Setting up robust observability for your Spring applications is essential for maintaining reliable, high-performing systems. This guide walks you through implementing Spring OpenTelemetry with practical advice for common challenges.
Understanding the Core Components of Spring OpenTelemetry
Spring OpenTelemetry provides comprehensive observability for Spring Boot applications by collecting three primary data types:
- Traces: Complete request paths that flow through your distributed services
- Metrics: Quantitative measurements of your application's performance and behavior
- Logs: Contextual information about application events and activities
This observability framework allows you to monitor, troubleshoot, and optimize your Spring applications with greater precision and context.

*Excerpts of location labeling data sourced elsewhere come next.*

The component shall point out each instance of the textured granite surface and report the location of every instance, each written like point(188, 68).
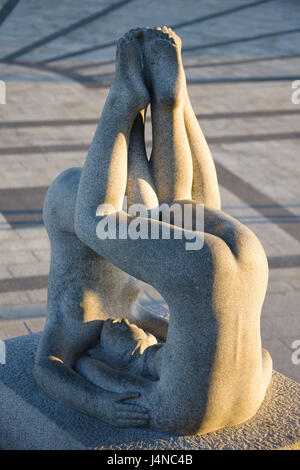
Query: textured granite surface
point(30, 420)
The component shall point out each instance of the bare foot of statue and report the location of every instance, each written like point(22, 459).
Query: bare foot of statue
point(128, 84)
point(121, 343)
point(163, 65)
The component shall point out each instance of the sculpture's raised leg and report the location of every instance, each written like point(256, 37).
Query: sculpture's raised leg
point(212, 370)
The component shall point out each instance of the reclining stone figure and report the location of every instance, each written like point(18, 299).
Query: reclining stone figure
point(206, 369)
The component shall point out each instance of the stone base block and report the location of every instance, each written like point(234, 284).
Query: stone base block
point(31, 420)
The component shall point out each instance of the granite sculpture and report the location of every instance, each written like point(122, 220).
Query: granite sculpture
point(206, 368)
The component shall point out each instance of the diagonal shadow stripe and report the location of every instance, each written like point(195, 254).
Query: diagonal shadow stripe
point(78, 24)
point(242, 39)
point(263, 204)
point(201, 19)
point(219, 14)
point(232, 62)
point(7, 9)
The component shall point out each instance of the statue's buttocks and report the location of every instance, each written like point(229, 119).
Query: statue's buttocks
point(205, 369)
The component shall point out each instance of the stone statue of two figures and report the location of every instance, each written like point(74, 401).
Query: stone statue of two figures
point(204, 369)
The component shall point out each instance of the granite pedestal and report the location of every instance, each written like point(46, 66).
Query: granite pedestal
point(31, 420)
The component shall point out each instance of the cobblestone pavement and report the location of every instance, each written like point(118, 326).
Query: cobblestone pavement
point(241, 58)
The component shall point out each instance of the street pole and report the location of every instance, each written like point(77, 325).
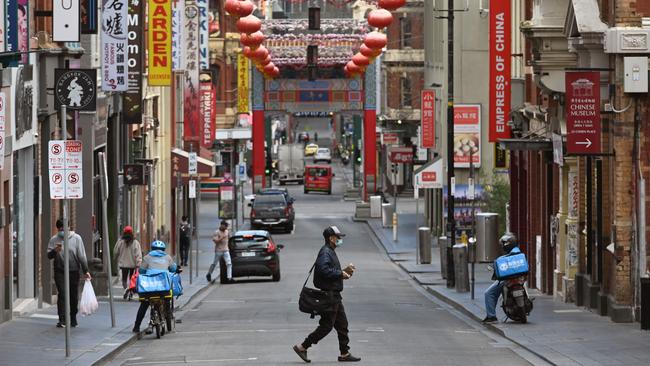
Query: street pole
point(451, 222)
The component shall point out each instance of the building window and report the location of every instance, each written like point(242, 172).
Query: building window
point(405, 32)
point(405, 88)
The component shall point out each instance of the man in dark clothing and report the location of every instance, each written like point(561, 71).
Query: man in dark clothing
point(328, 276)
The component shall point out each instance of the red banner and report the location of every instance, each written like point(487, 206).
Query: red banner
point(583, 112)
point(428, 120)
point(499, 84)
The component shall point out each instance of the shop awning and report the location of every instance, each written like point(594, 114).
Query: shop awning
point(180, 161)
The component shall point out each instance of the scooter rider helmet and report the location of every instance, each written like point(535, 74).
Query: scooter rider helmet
point(508, 242)
point(158, 245)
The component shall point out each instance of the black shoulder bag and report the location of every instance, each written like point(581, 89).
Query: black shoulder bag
point(314, 301)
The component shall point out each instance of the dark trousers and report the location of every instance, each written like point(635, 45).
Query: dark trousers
point(126, 276)
point(59, 280)
point(332, 319)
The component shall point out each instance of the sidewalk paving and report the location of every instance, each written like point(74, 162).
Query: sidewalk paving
point(33, 339)
point(562, 334)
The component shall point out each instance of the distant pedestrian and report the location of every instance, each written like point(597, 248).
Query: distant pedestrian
point(220, 239)
point(328, 276)
point(186, 239)
point(128, 253)
point(77, 262)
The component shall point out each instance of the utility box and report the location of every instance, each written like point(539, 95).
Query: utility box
point(487, 241)
point(635, 74)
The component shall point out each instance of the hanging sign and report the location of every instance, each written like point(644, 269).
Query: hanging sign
point(132, 98)
point(428, 120)
point(75, 88)
point(583, 112)
point(499, 82)
point(160, 43)
point(114, 45)
point(66, 20)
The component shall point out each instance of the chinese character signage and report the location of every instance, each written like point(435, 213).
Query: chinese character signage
point(242, 84)
point(159, 45)
point(132, 99)
point(192, 126)
point(583, 112)
point(467, 135)
point(114, 45)
point(499, 81)
point(428, 119)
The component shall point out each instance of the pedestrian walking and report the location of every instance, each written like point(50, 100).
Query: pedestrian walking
point(328, 276)
point(77, 262)
point(220, 239)
point(128, 253)
point(186, 239)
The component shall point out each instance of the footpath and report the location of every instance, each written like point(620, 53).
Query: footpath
point(33, 338)
point(562, 334)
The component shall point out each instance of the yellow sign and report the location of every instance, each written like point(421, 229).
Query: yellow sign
point(160, 42)
point(242, 84)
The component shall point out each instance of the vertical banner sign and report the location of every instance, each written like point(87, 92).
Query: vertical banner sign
point(242, 84)
point(204, 53)
point(159, 45)
point(500, 70)
point(66, 20)
point(428, 123)
point(583, 112)
point(132, 99)
point(178, 11)
point(192, 127)
point(467, 135)
point(114, 45)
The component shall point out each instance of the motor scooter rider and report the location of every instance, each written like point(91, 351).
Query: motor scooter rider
point(155, 261)
point(508, 242)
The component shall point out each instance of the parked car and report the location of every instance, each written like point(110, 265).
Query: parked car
point(318, 178)
point(311, 149)
point(253, 253)
point(323, 154)
point(271, 211)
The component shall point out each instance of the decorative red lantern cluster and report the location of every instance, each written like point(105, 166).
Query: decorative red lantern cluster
point(374, 41)
point(251, 36)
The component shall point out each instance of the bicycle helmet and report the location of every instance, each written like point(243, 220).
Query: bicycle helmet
point(158, 245)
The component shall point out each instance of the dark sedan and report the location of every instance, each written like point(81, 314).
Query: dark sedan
point(253, 253)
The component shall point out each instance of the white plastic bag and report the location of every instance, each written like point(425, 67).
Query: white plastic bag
point(88, 304)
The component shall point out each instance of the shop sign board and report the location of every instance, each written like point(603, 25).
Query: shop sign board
point(114, 44)
point(65, 169)
point(583, 112)
point(467, 135)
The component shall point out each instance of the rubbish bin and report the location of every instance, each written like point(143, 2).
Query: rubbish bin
point(424, 245)
point(387, 215)
point(375, 207)
point(461, 273)
point(442, 244)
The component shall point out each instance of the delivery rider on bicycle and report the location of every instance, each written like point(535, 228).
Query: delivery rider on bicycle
point(156, 261)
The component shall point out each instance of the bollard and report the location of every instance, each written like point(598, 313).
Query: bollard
point(424, 245)
point(461, 274)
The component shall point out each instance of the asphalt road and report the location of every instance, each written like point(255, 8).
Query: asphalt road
point(392, 321)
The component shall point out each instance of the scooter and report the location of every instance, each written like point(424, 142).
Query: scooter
point(516, 303)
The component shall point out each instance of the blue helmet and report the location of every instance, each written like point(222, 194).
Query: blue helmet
point(158, 245)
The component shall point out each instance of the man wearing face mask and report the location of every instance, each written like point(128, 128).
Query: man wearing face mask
point(328, 276)
point(78, 262)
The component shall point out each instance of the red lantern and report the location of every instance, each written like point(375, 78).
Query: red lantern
point(380, 18)
point(360, 60)
point(391, 4)
point(369, 52)
point(249, 24)
point(375, 40)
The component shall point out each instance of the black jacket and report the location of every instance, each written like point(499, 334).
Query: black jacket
point(328, 275)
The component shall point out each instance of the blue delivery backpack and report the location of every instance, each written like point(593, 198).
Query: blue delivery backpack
point(511, 265)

Key Business Benefits of Implementing Spring OpenTelemetry
Implementing Spring OpenTelemetry offers several tangible benefits:
- Precise root cause analysis: Quickly identify the exact source of production issues
- End-to-end request visibility: Track how requests move through your microservices architecture
- Proactive monitoring: Detect potential issues before they impact your users
- Reduced mean time to resolution (MTTR): Solve problems faster with better contextual information
Many organizations report significant improvements in their incident response times after implementing Spring OpenTelemetry, with some reducing their MTTR by up to 60%.
Step-by-Step Spring OpenTelemetry Implementation Guide
Let's walk through the complete setup process for adding OpenTelemetry to your Spring application.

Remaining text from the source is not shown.